Weeks 7–10: Build consistent demand

  • Publish 4–6 SEO pages/posts aimed at high-intent queries
  • Run retargeting ads (small budget) to stay familiar
  • Start a simple email newsletter (twice a month is enough)

Weeks 11–13: Measure and double down

  • Track: leads, conversion rate, cost per lead, repeat rate
  • Keep what works, cut what doesn’t

If you do only one thing from this article, do this: set one metric for salience (e.g., branded search volume, direct traffic, repeat visitors) and watch it weekly. You can’t manage what you don’t measure.

People also ask: what can startups learn from Wagamama’s new CMO?

What’s the main lesson? Consistency beats novelty. A clear promise repeated over time builds brand salience faster than constant reinvention.
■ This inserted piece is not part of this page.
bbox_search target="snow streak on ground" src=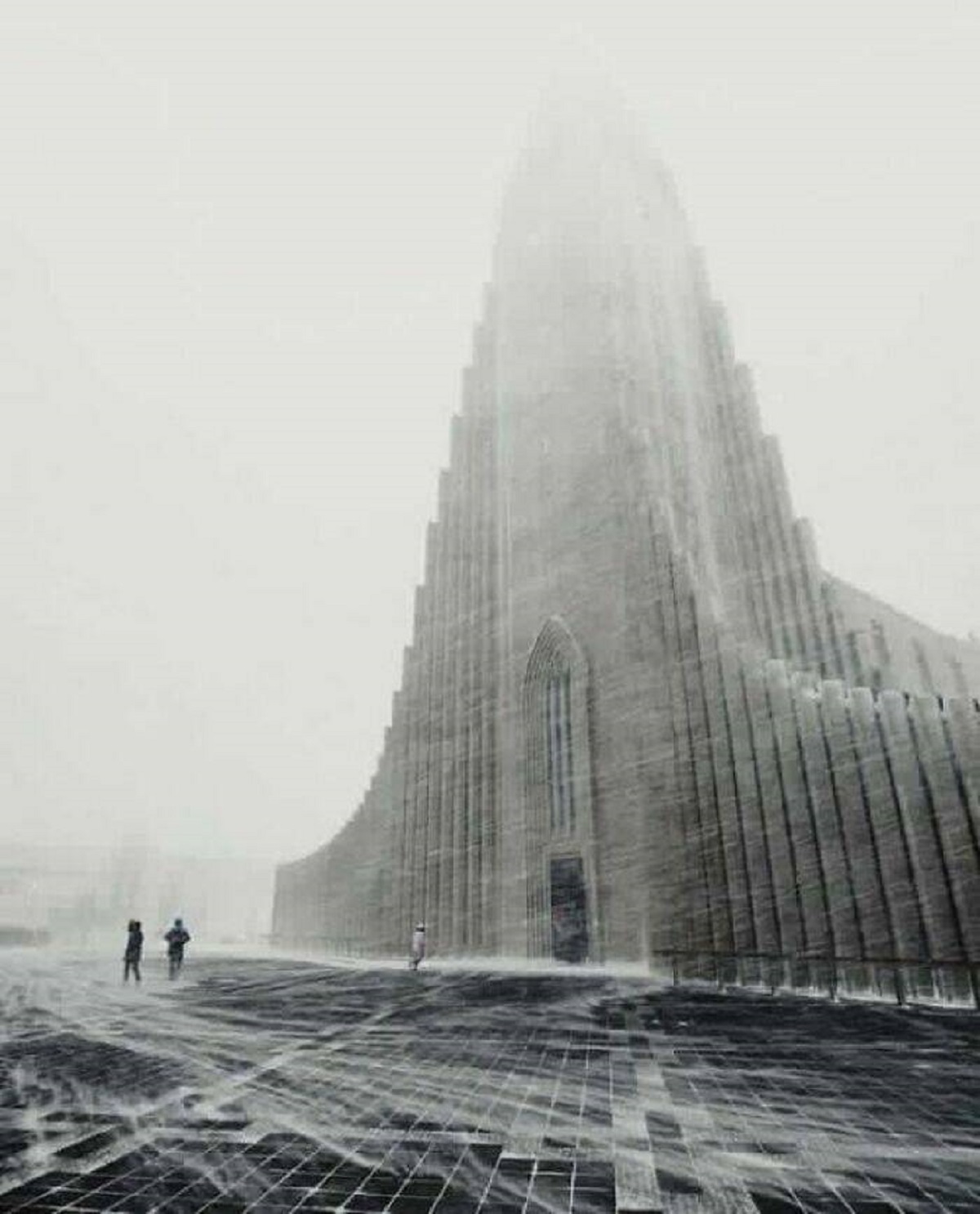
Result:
[0,953,980,1214]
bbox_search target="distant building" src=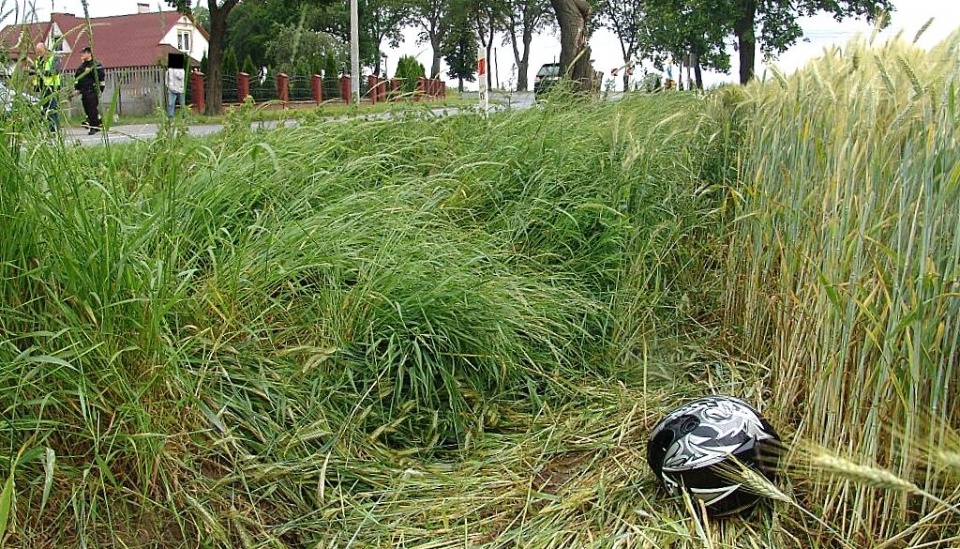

How do I build “brand buzz” as a small business? Pick one story you can own (value, speed, quality, ethics, locality) and show proof relentlessly: reviews, behind-the-scenes, case studies, customer photos.

What’s the fastest digital win in 2026? Speed-to-lead and friction reduction. Many businesses can increase conversions without increasing traffic simply by replying faster and simplifying booking.

Next steps for your startup marketing in the UK

Wagamama hiring a retail-heavy CMO is a reminder that marketing is not decoration. It’s how you create preference, habit, and repeat behaviour—especially when consumers are careful with money.

If you’re running a small business or startup, your advantage is speed. You can decide this week what you want to be known for, tidy up your funnel, and show up consistently where your buyers already are.

The question I’d sit with is this: if someone saw your brand twice this month—once on Google and once on social—would they recognise you instantly, and would they know exactly why to choose you?